Zero: Analysis of Major Characters

Author: Ignácio de Loyola Brandão

First published: 1974 (English translation, 1983)

Genre: Novel

Locale: A large city in Latin America

Plot: Political

Time: The late 1960's

José Gonçalves (gohn-SAHL-vehz), also called Zé, a vagabond worker at odd jobs and later an assassin and subversive. At twenty-eight years of age, he is small and unattractive, with a limp caused by a deformed foot. Though lacking the requisite self-assurance and drive, he once dreamed of being a singer. An avid reader, he is attracted to grotesques and oddities. Although seemingly apathetic, he is violent, feeling trapped and conscious of systematic oppression and his own mundane, captive life. José is relatively content as long as he retains his solitude, but when he marries, he is thrust into a confusing world that both beckons him and rejects him, threatening his individuality. In an atmosphere of rising political turmoil and violence, he is picked up and questioned regarding various small crimes. Bombarded by his wife Rosa, advertisements, and the government, he is pressured for material comforts. He begins robbing, then killing, and he gets what he wants, but it seems not to be worth it, especially when Rosa becomes estranged and ill and loses their child. After being harassed and brutalized by government officials, he finally joins the Communs, an antigovernment terrorist group. As the fight escalates, he wants only to escape everything. Betrayed and arrested, he is to be executed but escapes. He finally realizes that the group threatens his identity as much as does the oppressive government that he is fighting.

Rosa Maria, Jose's wife. Short and plump, she is seen as unattractive by José's friends. She was reared as a good Catholic. She answers José's personal advertisement and they marry, though her people do not approve. Immediately, she begins to pressure him for material comforts for them and their unborn child, especially for a house of their own. The difficulties they encounter render her sick and apathetic. She aborts the child, then hemorrhages and returns to her parents, because José spends much time away as a terrorist. She is abducted by members of a cult and, in a grotesque ritual, is sacrificed as a means of ridding the earth of evil.

, the leader of the Communs, a terrorist group. Self-sacrificing and charismatic, he is a well-known fighter with an obscure background, apparently a medical school graduate turned rebel. Surviving all attempts to capture or kill him, he walks into José's house one day and provides José with a possible outlet for his frustrations. With Gê's persuasion, José joins the group. Gê takes José under his wing and lectures him on the necessity of living for the group cause and not for individual action, a necessity that José never accepts.

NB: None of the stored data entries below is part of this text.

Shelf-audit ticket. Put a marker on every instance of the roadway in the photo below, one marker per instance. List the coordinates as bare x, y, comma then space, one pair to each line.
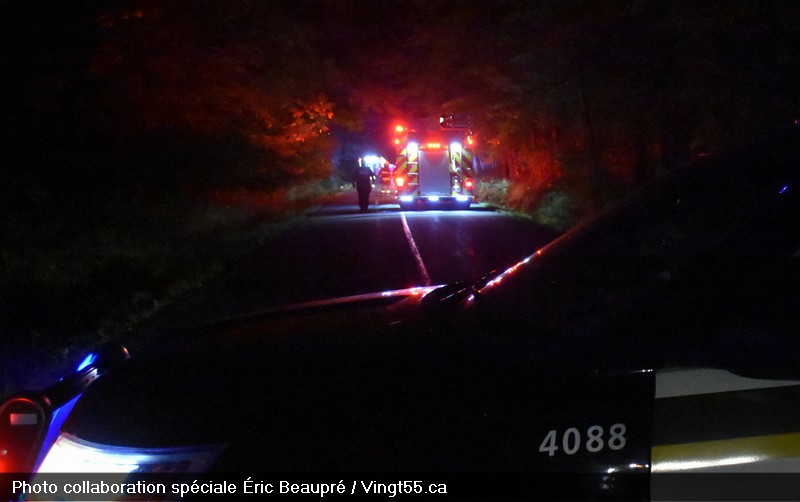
337, 251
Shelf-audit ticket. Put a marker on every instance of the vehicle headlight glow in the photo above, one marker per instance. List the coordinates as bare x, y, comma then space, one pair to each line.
74, 455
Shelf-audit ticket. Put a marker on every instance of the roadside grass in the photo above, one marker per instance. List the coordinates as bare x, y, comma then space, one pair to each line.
67, 286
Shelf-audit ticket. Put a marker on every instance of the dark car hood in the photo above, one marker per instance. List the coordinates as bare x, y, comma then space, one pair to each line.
362, 384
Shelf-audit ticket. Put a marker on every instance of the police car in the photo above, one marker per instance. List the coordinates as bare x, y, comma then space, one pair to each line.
660, 340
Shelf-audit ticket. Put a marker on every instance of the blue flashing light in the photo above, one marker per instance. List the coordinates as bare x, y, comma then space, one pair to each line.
89, 359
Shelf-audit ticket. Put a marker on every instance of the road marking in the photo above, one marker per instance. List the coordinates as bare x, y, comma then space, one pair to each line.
420, 264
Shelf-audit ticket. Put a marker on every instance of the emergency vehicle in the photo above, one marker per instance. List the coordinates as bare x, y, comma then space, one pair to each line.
434, 169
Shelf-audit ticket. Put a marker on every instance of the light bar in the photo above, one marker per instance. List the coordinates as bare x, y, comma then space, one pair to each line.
71, 454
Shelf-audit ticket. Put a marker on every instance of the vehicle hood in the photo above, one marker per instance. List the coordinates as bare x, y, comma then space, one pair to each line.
368, 383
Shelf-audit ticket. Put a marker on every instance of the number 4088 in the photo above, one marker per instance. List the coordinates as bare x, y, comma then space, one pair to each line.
595, 440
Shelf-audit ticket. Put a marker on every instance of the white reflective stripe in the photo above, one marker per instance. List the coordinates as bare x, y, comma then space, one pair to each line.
24, 419
417, 257
695, 381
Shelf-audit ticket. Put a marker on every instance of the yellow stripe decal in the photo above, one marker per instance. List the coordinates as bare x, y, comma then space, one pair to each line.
724, 452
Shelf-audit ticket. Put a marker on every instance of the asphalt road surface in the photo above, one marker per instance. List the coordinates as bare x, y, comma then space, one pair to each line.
338, 251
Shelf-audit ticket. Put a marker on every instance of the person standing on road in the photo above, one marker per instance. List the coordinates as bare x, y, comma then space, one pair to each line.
363, 183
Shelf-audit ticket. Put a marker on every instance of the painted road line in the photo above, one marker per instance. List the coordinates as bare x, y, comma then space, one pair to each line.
415, 251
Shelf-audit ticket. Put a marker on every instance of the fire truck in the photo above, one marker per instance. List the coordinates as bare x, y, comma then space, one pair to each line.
434, 169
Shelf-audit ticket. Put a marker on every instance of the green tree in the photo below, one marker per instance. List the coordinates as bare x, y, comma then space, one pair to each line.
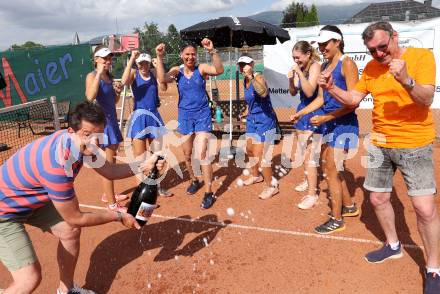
27, 45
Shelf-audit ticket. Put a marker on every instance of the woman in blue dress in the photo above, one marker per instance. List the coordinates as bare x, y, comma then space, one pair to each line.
303, 79
101, 87
194, 113
261, 126
341, 127
146, 123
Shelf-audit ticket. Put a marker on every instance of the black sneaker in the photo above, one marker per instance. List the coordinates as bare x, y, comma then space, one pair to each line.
432, 283
193, 188
208, 200
330, 226
350, 210
384, 253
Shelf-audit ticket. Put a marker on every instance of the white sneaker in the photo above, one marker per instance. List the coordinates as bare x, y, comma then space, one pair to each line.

Atila, José's friend and fellow subversive. His nickname derives from his tendency toward violence when drinking. His teaching degree proved useless when he refused to bribe officials for a position. He drives a bus until José goes to join the Communs; he accompanies José for the fun of it. He joins in robbing and killing, is eventually caught and brutally tortured, but will not divulge information on the group and is finally released.

Malevil, José's friend and fellow subversive. A twenty-one-year-old student and a neighbor of José and Rosa, he is out of school because of military intervention there. Atila tells José that Malevil is the first case of reanimation after having been frozen. He works at a nightclub. When he is framed by the police and imprisoned, he joins the Communs and the fight against oppression. When he becomes disillusioned with this as well, he betrays and identifies José in a scene much like that of Judas at Gethsemane.

Ige-Sha, a female African shaman. Searching for a person as a sacrifice for purifying the world from evil, she finds Rosa and executes her in a brutal ritual.

Carlos Lopez, a textile worker. A patriot with a sick son, he keeps running up against a bureaucratic government as he tries to find treatment. He is faithful, persevering in the face of all apathy, but when his son finally dies without care, he, too, turns against the system.